# Pen Stand



## JimMc7

My other power tools have become shelves for pen stuff since I started turning pens a few months back. I thought I'd get at least some use out of them this weekend and made some....pen stands, of course . Walnut & maple in a simple design:


----------



## bgibb42

Sliding dovetails...very nice.  I might have to borrow (steal) that idea for a couple of pens I'd like to display.  Looks great!


----------



## JimMc7

Thanks and borrow all you want -- not much to it, anyway! FYI, I used this grooving bit (2 passes) from Lee Valley to cut the V-notches to hold the pen:
http://www.leevalley.com/wood/page.aspx?c=2&p=30175&cat=1,46168,46176&ap=1

LV has several plunge bits with more interesting designs -- this is just one I had on hand.


----------



## Gary Max

Very nice job on the pen----fit and finish look perfect.


----------



## workinforwood

It looks good Jim.


----------



## johncrane

Looks really good Jim! your pen is a good look also, very nice grain.


----------



## Larry in Harrow

Very good idea Jim.  I don't usually borrow ideas, might make an exception on this one.  Looks kind of like Japanese sword display stands.


----------



## mrcook4570

Looks very nice.


----------



## THarvey

Nice looking stand.  I have been thinking of something similar.  I have the same problem you do, my other tools have become shelves. 

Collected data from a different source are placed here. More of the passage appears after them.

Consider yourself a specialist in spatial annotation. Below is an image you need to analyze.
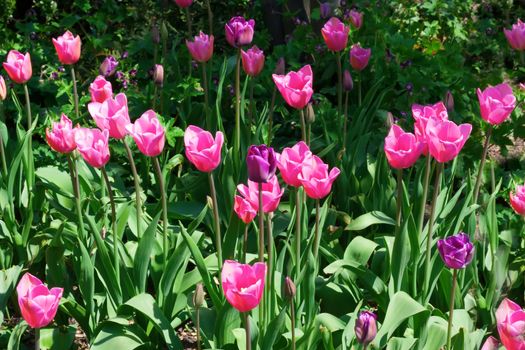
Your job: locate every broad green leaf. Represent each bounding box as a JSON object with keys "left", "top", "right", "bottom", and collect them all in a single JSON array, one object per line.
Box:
[
  {"left": 346, "top": 211, "right": 395, "bottom": 231},
  {"left": 40, "top": 326, "right": 76, "bottom": 350},
  {"left": 133, "top": 212, "right": 161, "bottom": 293},
  {"left": 91, "top": 322, "right": 147, "bottom": 350}
]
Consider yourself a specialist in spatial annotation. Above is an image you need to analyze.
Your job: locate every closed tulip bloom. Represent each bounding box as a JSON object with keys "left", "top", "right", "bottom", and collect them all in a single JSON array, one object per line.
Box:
[
  {"left": 153, "top": 64, "right": 164, "bottom": 87},
  {"left": 480, "top": 336, "right": 499, "bottom": 350},
  {"left": 274, "top": 57, "right": 285, "bottom": 75},
  {"left": 477, "top": 83, "right": 516, "bottom": 125},
  {"left": 276, "top": 141, "right": 312, "bottom": 187},
  {"left": 241, "top": 46, "right": 265, "bottom": 77},
  {"left": 321, "top": 17, "right": 350, "bottom": 52},
  {"left": 496, "top": 298, "right": 525, "bottom": 350},
  {"left": 504, "top": 19, "right": 525, "bottom": 51},
  {"left": 186, "top": 32, "right": 214, "bottom": 63},
  {"left": 0, "top": 75, "right": 6, "bottom": 100},
  {"left": 99, "top": 55, "right": 118, "bottom": 77},
  {"left": 3, "top": 50, "right": 32, "bottom": 84},
  {"left": 89, "top": 75, "right": 113, "bottom": 103},
  {"left": 298, "top": 155, "right": 340, "bottom": 199},
  {"left": 225, "top": 16, "right": 255, "bottom": 48},
  {"left": 445, "top": 91, "right": 454, "bottom": 111},
  {"left": 343, "top": 70, "right": 353, "bottom": 91},
  {"left": 349, "top": 44, "right": 371, "bottom": 71},
  {"left": 425, "top": 118, "right": 471, "bottom": 163},
  {"left": 46, "top": 114, "right": 77, "bottom": 154},
  {"left": 174, "top": 0, "right": 192, "bottom": 7},
  {"left": 384, "top": 124, "right": 424, "bottom": 169},
  {"left": 320, "top": 3, "right": 331, "bottom": 18},
  {"left": 234, "top": 195, "right": 258, "bottom": 224},
  {"left": 437, "top": 233, "right": 474, "bottom": 269},
  {"left": 126, "top": 110, "right": 166, "bottom": 157},
  {"left": 510, "top": 184, "right": 525, "bottom": 216},
  {"left": 17, "top": 273, "right": 63, "bottom": 329},
  {"left": 74, "top": 128, "right": 111, "bottom": 168},
  {"left": 88, "top": 93, "right": 130, "bottom": 139},
  {"left": 412, "top": 102, "right": 448, "bottom": 154},
  {"left": 52, "top": 30, "right": 81, "bottom": 65},
  {"left": 246, "top": 144, "right": 277, "bottom": 183},
  {"left": 184, "top": 125, "right": 224, "bottom": 172},
  {"left": 237, "top": 176, "right": 285, "bottom": 213},
  {"left": 355, "top": 311, "right": 377, "bottom": 345},
  {"left": 349, "top": 10, "right": 363, "bottom": 29},
  {"left": 272, "top": 65, "right": 314, "bottom": 110},
  {"left": 221, "top": 260, "right": 266, "bottom": 312}
]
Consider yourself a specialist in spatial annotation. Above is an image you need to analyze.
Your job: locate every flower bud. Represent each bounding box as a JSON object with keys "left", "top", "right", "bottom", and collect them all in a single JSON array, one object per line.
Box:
[
  {"left": 355, "top": 311, "right": 377, "bottom": 345},
  {"left": 246, "top": 144, "right": 277, "bottom": 183},
  {"left": 343, "top": 70, "right": 353, "bottom": 91},
  {"left": 153, "top": 64, "right": 164, "bottom": 87},
  {"left": 305, "top": 103, "right": 315, "bottom": 124},
  {"left": 320, "top": 3, "right": 331, "bottom": 19},
  {"left": 0, "top": 76, "right": 7, "bottom": 101},
  {"left": 161, "top": 21, "right": 168, "bottom": 44},
  {"left": 193, "top": 283, "right": 205, "bottom": 308},
  {"left": 99, "top": 56, "right": 118, "bottom": 77},
  {"left": 445, "top": 90, "right": 454, "bottom": 112},
  {"left": 274, "top": 57, "right": 285, "bottom": 75},
  {"left": 284, "top": 277, "right": 296, "bottom": 300}
]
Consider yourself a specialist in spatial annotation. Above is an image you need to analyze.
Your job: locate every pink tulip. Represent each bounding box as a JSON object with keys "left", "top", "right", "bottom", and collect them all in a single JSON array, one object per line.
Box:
[
  {"left": 52, "top": 30, "right": 81, "bottom": 65},
  {"left": 17, "top": 273, "right": 63, "bottom": 329},
  {"left": 496, "top": 298, "right": 525, "bottom": 350},
  {"left": 321, "top": 17, "right": 350, "bottom": 52},
  {"left": 412, "top": 101, "right": 448, "bottom": 154},
  {"left": 221, "top": 260, "right": 266, "bottom": 312},
  {"left": 237, "top": 175, "right": 284, "bottom": 213},
  {"left": 272, "top": 65, "right": 314, "bottom": 110},
  {"left": 298, "top": 155, "right": 340, "bottom": 199},
  {"left": 174, "top": 0, "right": 192, "bottom": 7},
  {"left": 234, "top": 195, "right": 257, "bottom": 224},
  {"left": 74, "top": 128, "right": 111, "bottom": 168},
  {"left": 504, "top": 19, "right": 525, "bottom": 51},
  {"left": 0, "top": 75, "right": 6, "bottom": 100},
  {"left": 186, "top": 32, "right": 214, "bottom": 63},
  {"left": 89, "top": 75, "right": 113, "bottom": 103},
  {"left": 481, "top": 336, "right": 500, "bottom": 350},
  {"left": 510, "top": 184, "right": 525, "bottom": 216},
  {"left": 276, "top": 141, "right": 312, "bottom": 187},
  {"left": 241, "top": 46, "right": 265, "bottom": 77},
  {"left": 125, "top": 110, "right": 165, "bottom": 157},
  {"left": 225, "top": 16, "right": 255, "bottom": 48},
  {"left": 384, "top": 124, "right": 424, "bottom": 169},
  {"left": 349, "top": 44, "right": 371, "bottom": 71},
  {"left": 46, "top": 114, "right": 77, "bottom": 154},
  {"left": 3, "top": 50, "right": 32, "bottom": 84},
  {"left": 425, "top": 118, "right": 471, "bottom": 163},
  {"left": 349, "top": 10, "right": 363, "bottom": 29},
  {"left": 184, "top": 125, "right": 224, "bottom": 172},
  {"left": 477, "top": 83, "right": 516, "bottom": 125},
  {"left": 88, "top": 93, "right": 130, "bottom": 139}
]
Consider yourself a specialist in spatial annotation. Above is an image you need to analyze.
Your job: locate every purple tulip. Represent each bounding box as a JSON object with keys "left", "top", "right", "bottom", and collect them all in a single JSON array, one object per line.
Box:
[
  {"left": 225, "top": 16, "right": 255, "bottom": 48},
  {"left": 320, "top": 3, "right": 331, "bottom": 18},
  {"left": 99, "top": 55, "right": 119, "bottom": 77},
  {"left": 355, "top": 311, "right": 377, "bottom": 345},
  {"left": 343, "top": 70, "right": 353, "bottom": 91},
  {"left": 246, "top": 144, "right": 277, "bottom": 183},
  {"left": 437, "top": 233, "right": 474, "bottom": 269}
]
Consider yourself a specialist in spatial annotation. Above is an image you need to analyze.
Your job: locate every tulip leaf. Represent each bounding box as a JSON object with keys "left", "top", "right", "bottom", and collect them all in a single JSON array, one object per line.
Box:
[
  {"left": 261, "top": 307, "right": 287, "bottom": 349},
  {"left": 91, "top": 321, "right": 147, "bottom": 350},
  {"left": 40, "top": 325, "right": 76, "bottom": 350},
  {"left": 345, "top": 211, "right": 395, "bottom": 231},
  {"left": 0, "top": 265, "right": 22, "bottom": 313},
  {"left": 133, "top": 212, "right": 161, "bottom": 294},
  {"left": 7, "top": 320, "right": 28, "bottom": 350}
]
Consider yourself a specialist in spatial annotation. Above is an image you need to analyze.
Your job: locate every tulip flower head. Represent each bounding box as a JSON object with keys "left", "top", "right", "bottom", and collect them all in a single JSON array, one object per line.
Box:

What did you use for a finish on the stand?  It has a nice shine that compliments the pen, without distracting from it.


----------



## jleiwig

Ooh...Now I know what I'm going to do for a photo stand.


----------



## glycerine

That's really cool.  I like the dovetails!


----------



## Karin Voorhis

Very nice work here. simple clean and yet filled with beauty both stand and pen.


----------



## JimMc7

THarvey said:


> <snip>What did you use for a finish on the stand? <snip>


 
Thanks, all, for the comments.

Tim, I used gloss water-based lacquer (Target EM6000) for the finish. Actually a bit glossier than the photo indicates but a nice feature of this finish is I can buff it out in 10 days or so to a softer sheen.


----------



## rjwolfe3

Very nice!


----------



## avbill

that's cool really cool


----------



## ahoiberg

that's really sharp looking. great design and nicely executed.


----------



## GaryMGg

Nice stand; excellent execution.
Great pen too.


----------



## Mrs Rojo22

Very nice!

Robin


----------



## Rfturner

*Great design*



bgibb42 said:


> Sliding dovetails...very nice. I might have to borrow (steal) that idea for a couple of pens I'd like to display. Looks great!


 
I can't agree more, great job


----------



## Mac

Great Job, I think this would increase sales, if used to display at shows. 

A++++

Great ideal also


----------



## louisbry

Both stand and pen look great.


----------



## bitshird

Nice pen stand I also think it would be good for photography and top dollar pens at shows,  the nice simple design while being very pretty it's self, doesn't distract from the pen.


----------



## Rcd567

Very nice.  I may have missed it.  What the wood on the pen?


----------



## JimMc7

Rcd567 said:


> Very nice. I may have missed it. What the wood on the pen?


 
Thanks.  The wood on the pen is Afzelia Xylay from Arizona Silhouette, finished with CA -- often spelled afzilia if you do a search.


----------